結論から書くと、netfilter/iptablesのプロセスが起動している時に、
"iptables -A"とか"iptables -I"で大量のポリシー追加一気に行うと発生する確率が高いという、
漠然とした事だった。

先の自作スクリプトでは、一度起動したプロセスにスクリプトでポリシー追加・削除を行っていた。
丁度問題のあった日は、前日にFWポリシー基礎ルールを改良した後であり、
問題が判った日に12,000行のポリシー変更が走り今回の問題が露見した。

色々と調査した所、ハングアップが発生しないディストリとiptablesバージョンがあったり、
そもそも逐次追加ではなく、プロセス起動時から30,000行読ませればハングアップしない事から、
今回の問題はバグというよりも、デフォルト設定がどこか違う為に起こったのかも知れない。

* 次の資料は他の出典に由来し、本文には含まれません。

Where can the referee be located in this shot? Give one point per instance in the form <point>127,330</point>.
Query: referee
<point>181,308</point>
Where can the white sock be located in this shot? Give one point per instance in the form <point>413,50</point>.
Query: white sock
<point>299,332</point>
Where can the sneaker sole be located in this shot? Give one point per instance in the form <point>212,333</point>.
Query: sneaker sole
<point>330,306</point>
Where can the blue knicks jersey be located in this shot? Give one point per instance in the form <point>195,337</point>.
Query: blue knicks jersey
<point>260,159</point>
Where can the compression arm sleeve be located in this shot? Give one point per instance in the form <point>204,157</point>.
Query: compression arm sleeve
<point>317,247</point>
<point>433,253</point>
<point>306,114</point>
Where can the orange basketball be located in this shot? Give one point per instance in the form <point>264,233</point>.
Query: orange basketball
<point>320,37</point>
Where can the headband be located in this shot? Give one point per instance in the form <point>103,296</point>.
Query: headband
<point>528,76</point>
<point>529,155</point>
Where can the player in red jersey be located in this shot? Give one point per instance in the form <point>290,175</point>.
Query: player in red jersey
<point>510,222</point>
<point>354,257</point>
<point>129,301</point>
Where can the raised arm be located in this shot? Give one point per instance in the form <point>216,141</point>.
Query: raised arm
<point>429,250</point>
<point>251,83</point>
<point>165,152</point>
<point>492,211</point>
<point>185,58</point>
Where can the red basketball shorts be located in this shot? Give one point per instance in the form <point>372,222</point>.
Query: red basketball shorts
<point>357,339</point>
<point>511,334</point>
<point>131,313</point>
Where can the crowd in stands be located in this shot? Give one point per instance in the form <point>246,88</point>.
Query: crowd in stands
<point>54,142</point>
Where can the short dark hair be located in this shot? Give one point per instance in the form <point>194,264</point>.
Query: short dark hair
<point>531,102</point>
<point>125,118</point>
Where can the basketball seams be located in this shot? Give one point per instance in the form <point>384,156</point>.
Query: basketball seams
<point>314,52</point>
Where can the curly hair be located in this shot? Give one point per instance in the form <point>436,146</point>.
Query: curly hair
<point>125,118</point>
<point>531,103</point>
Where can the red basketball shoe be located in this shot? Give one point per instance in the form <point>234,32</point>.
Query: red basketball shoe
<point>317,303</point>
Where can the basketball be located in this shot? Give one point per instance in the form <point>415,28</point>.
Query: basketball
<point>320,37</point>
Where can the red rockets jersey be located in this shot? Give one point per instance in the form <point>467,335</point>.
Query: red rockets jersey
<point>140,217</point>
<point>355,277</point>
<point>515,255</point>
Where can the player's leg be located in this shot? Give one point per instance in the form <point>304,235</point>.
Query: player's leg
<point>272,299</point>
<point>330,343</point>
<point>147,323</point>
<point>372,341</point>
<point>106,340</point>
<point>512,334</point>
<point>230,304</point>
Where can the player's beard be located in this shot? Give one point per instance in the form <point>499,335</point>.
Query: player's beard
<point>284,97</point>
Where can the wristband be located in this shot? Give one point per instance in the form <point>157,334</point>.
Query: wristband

ちなみに、ハングアップの再現性が高い事を確認出来た環境は、
"openSUSE Leap 42.1/iptables v1.4.21"の組み合わせで、CentOS7・Debian8とかでも稀に発生した。
この辺りは100%の再現性が確認出来なかった事もあり、
一概に『openSUSEが悪い!!』という事では無さそうという事までしか判らなかった。

………

今回の問題は完全な再現性が無いので、netfilterにbugzilla報告出来ないし、
そもそも自作スクリプトも微妙な設計であった結果のハングアップなので、
スクリプトを改修する方針でお茶を濁し
大幅なポリシー変更が発生したらプロセス再起動によるポリシーファイル再読込で対処する事にした。

外部ポリシーファイルはディストリ毎に微妙に違っており、

  • CentOSは、"/etc/sysconfig/iptables"
  • openSUSEは、"/etc/sysconfig/SuSEfirewall2"

の様になっている。
openSUSE版の変更内容は、技術wikiにメモしたのでそちらをご確認くださいな。

そもそも、iptablesに数万ポリシーも突っ込むのが色々とマズイ気がするが、
今回の問題以外は特に大きな事が起きていないので経過観察を継続しようと思う。